Em 2012, e com Portugal transformado num protetorado da troika, é mais fácil perceber que o país nunca teve verdadeira política europeia, nunca percebeu a importância de produzir uma visão europeia e de ter voz no futura da integração do continente. A ignorância, a inaptidão e a displicência da classe política portuguesa são responsáveis por isso; a ausência de debate sério sobre o país fez o resto. Por toda a Europa, debateu-se intensamente, nos últimos 20 anos, o impacto do alargamento europeu aos antigos países da esfera soviética, a integração da China no sistema comercial mundial, os efeitos da globalização económica e financeira e o impacto de tudo isto para a velha soberania dos estados. Alheia a tudo, a classe política portuguesa preferiu promover um modelo de dependência do crédito externo, dos subsídios europeus e do setor de bens não-transacionáveis, profundamente garantista dos seus privilégios e protetora do tráfico de influências. Pelo caminho ficou a capacidade produtiva e a vulnerabilidade do país a todo o tipo de choques. Porventura, o erro mais estratégico foi o de que, na Europa do futuro, bastaria assumirmos a condição de periferia e consumir – a crédito – enquanto a produção poderia ficar concentrada no centro. A solidariedade europeia faria o resto, nomeadamente a redistribuição da riqueza do centro para as periferias.
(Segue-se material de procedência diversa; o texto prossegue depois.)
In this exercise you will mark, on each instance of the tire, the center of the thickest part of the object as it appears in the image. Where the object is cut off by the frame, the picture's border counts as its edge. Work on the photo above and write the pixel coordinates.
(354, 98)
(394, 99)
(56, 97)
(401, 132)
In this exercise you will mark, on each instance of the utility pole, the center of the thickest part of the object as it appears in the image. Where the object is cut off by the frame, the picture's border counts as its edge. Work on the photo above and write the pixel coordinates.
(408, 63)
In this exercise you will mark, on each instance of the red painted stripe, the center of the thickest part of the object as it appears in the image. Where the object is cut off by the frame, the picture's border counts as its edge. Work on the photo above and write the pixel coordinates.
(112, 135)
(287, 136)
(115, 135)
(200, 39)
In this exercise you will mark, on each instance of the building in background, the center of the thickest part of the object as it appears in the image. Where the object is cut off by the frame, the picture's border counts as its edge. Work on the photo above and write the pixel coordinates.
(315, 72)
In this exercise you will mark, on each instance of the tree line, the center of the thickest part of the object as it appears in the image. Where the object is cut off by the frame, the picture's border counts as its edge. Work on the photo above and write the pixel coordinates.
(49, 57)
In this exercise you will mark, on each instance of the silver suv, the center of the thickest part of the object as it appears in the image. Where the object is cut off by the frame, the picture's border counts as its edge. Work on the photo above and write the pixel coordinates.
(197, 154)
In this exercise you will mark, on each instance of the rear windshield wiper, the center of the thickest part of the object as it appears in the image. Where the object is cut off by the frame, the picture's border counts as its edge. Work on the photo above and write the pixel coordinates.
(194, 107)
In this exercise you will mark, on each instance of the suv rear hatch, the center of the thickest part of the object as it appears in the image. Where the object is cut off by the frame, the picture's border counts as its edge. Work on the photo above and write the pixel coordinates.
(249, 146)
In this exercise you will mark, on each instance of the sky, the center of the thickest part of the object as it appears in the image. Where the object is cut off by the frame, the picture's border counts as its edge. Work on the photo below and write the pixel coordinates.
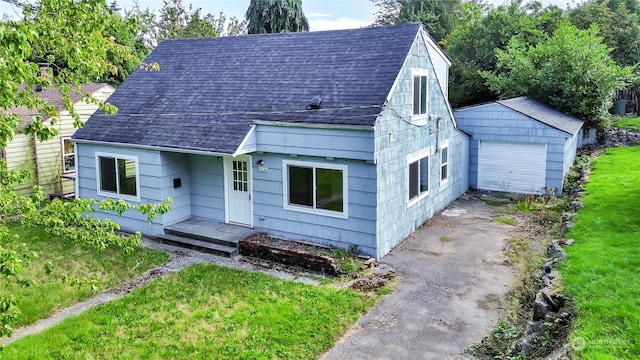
(322, 14)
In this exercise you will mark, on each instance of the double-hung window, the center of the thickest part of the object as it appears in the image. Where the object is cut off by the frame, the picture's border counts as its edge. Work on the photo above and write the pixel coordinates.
(68, 156)
(317, 188)
(117, 176)
(444, 164)
(419, 95)
(418, 178)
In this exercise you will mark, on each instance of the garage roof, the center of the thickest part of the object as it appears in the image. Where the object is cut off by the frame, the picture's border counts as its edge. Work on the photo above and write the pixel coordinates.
(543, 113)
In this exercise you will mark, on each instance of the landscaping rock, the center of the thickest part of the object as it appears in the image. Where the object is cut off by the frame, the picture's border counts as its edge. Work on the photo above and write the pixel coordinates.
(539, 307)
(549, 313)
O drama consiste então em que continuamos sem visão estratégica. Prescindimos dela na suposta abundância e não somos capazes de a produzir num momento de emergência nacional. Ao contrário, o que sobressai é a defesa dos privilégios adquiridos por quem deveria governar o país e o transformou num protetorado das instituições internacionais. Sem mais programa que a austeridade, o empobrecimento e o aprofundamento da crise, o país vai desaparecendo da Europa e vai perdendo voz e capacidade de intervenção e decisão. Não era assim que imaginávamos o fim da soberania mas este pode bem ser o golpe de graça para países como Portugal.